Noah Howard : Music in My Soul (Buddy's Knife, 2011)

noah howard music in my soul

Disparu en 2010, Noah Howard fait aujourd’hui réentendre sa voix à l’occasion de la parution, aux éditions Buddy’s Knife, de son autobiographie : Music in My Soul.

Le témoignage est factuel et fort : il est celui d’une enfance heureuse passée à la Nouvelle-Orléans, de longs séjours faits sur la Côte Ouest, puis à New York, Paris, Nairobi, Bruxelles ; celui d’un jeune homme qui apprend la trompette auprès de Dewey Johnson avant de la faire entendre dans l’Arkestra de Sun Ra ou de l’ « opposer » aux salves d’Albert Ayler, Archie Shepp, Dave Burrell, Frank Wright – la parole d’Howard est ici augmentée des souvenirs de quelques-uns de ses partenaires.

Eclairant le quotidien des musiciens qui œuvrèrent au free jazz dans les années 1960, Music in My Soul dépeint aussi les vues plus larges de Noah Howard : volonté de faire de sa musique un outil de langage qui commande à son vocabulaire d’accepter les retouches (quelques enregistrements qu’il autoproduira sur AltSax attestent de contacts établis entre le jazz et le funk ou le folk).
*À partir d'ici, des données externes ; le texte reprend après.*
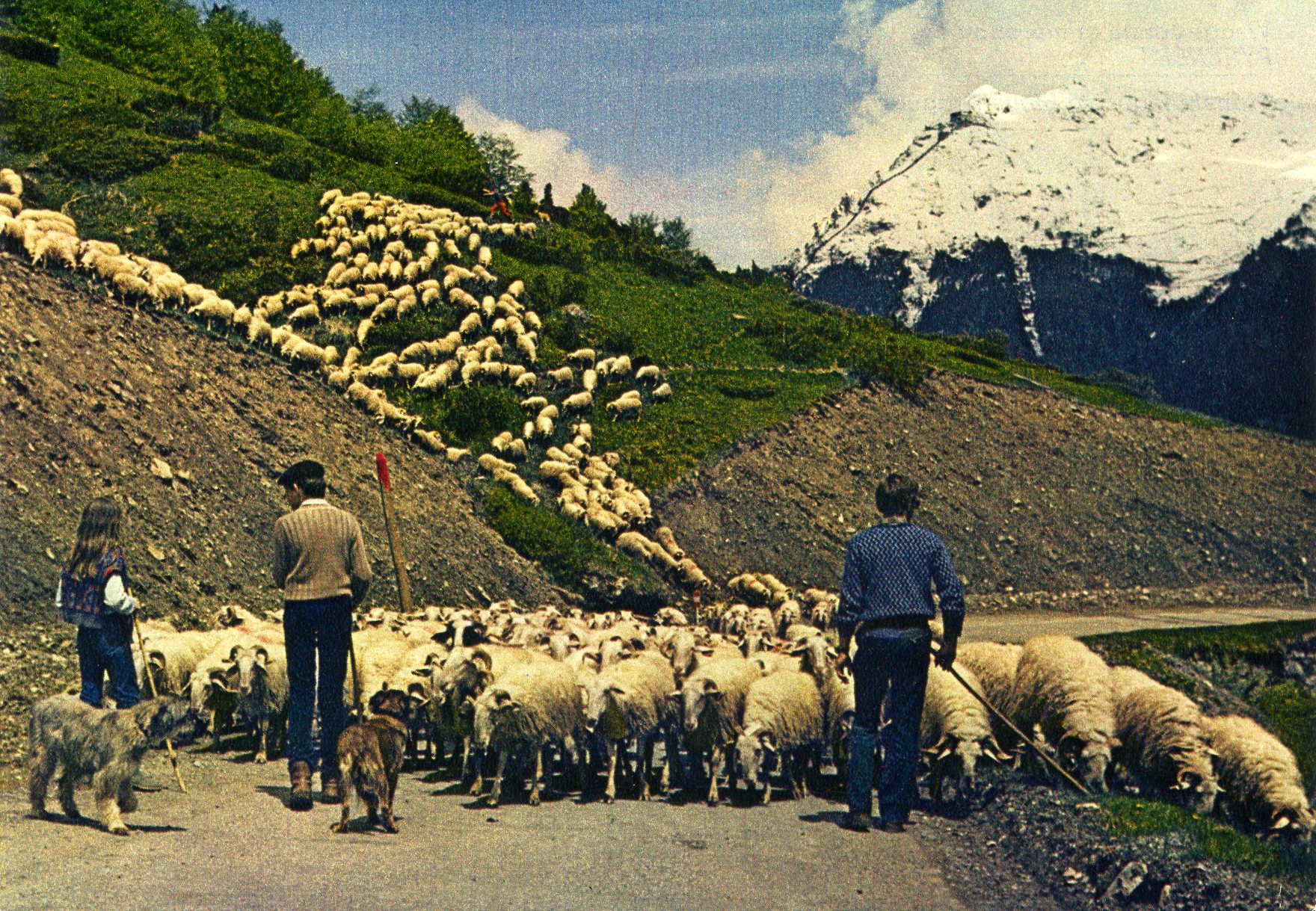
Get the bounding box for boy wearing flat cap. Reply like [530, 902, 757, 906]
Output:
[274, 459, 371, 810]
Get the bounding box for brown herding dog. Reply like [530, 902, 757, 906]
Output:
[329, 690, 409, 832]
[28, 696, 196, 835]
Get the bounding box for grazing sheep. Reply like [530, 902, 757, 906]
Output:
[1110, 668, 1220, 815]
[736, 670, 824, 803]
[677, 658, 763, 806]
[580, 652, 677, 803]
[956, 641, 1024, 750]
[473, 660, 584, 807]
[918, 663, 1009, 802]
[1202, 715, 1316, 843]
[1013, 636, 1120, 791]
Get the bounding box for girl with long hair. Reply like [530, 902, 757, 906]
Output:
[55, 497, 142, 708]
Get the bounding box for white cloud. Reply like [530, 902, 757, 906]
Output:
[458, 0, 1316, 267]
[741, 0, 1316, 262]
[455, 97, 625, 205]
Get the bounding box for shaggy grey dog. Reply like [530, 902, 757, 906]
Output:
[28, 696, 196, 835]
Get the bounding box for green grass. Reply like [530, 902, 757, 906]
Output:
[478, 481, 658, 590]
[1083, 620, 1316, 788]
[591, 369, 847, 490]
[1099, 794, 1316, 881]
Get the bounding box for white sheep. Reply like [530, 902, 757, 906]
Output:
[918, 663, 1009, 802]
[679, 658, 763, 806]
[473, 661, 584, 807]
[1110, 667, 1220, 815]
[227, 646, 288, 765]
[580, 652, 677, 803]
[1013, 636, 1120, 791]
[1203, 715, 1316, 843]
[956, 641, 1024, 750]
[736, 670, 824, 803]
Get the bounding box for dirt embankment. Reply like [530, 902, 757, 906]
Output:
[0, 255, 561, 626]
[654, 374, 1316, 610]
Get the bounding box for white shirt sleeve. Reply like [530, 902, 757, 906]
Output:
[105, 573, 137, 614]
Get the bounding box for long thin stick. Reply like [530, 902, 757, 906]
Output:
[375, 452, 412, 615]
[133, 611, 187, 794]
[932, 643, 1092, 797]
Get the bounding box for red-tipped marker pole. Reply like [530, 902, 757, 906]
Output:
[375, 452, 412, 614]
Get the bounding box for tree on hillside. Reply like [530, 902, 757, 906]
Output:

Si le discours est honnête et engageant, l’amateur préférera sans doute, pour accompagner sa lecture, revenir aux premiers sons : The Black Ark (récemment réédité par Bo’Weavil) ou Alabama Feeling avec Arthur Doyle, One for John ou Uhuru Na Umoja avec Frank Wright, ou encore Patterns avec Misha Mengelberg et Han Bennink.

Noah Howard : Music in My Soul (Buddy’s Knife)
Edition : 2011.
Livre (en anglais) : Music in My Soul
Guillaume Belhomme © Le son du grisli



Frank Wright : Uhuru Na Umoja (America, 1970)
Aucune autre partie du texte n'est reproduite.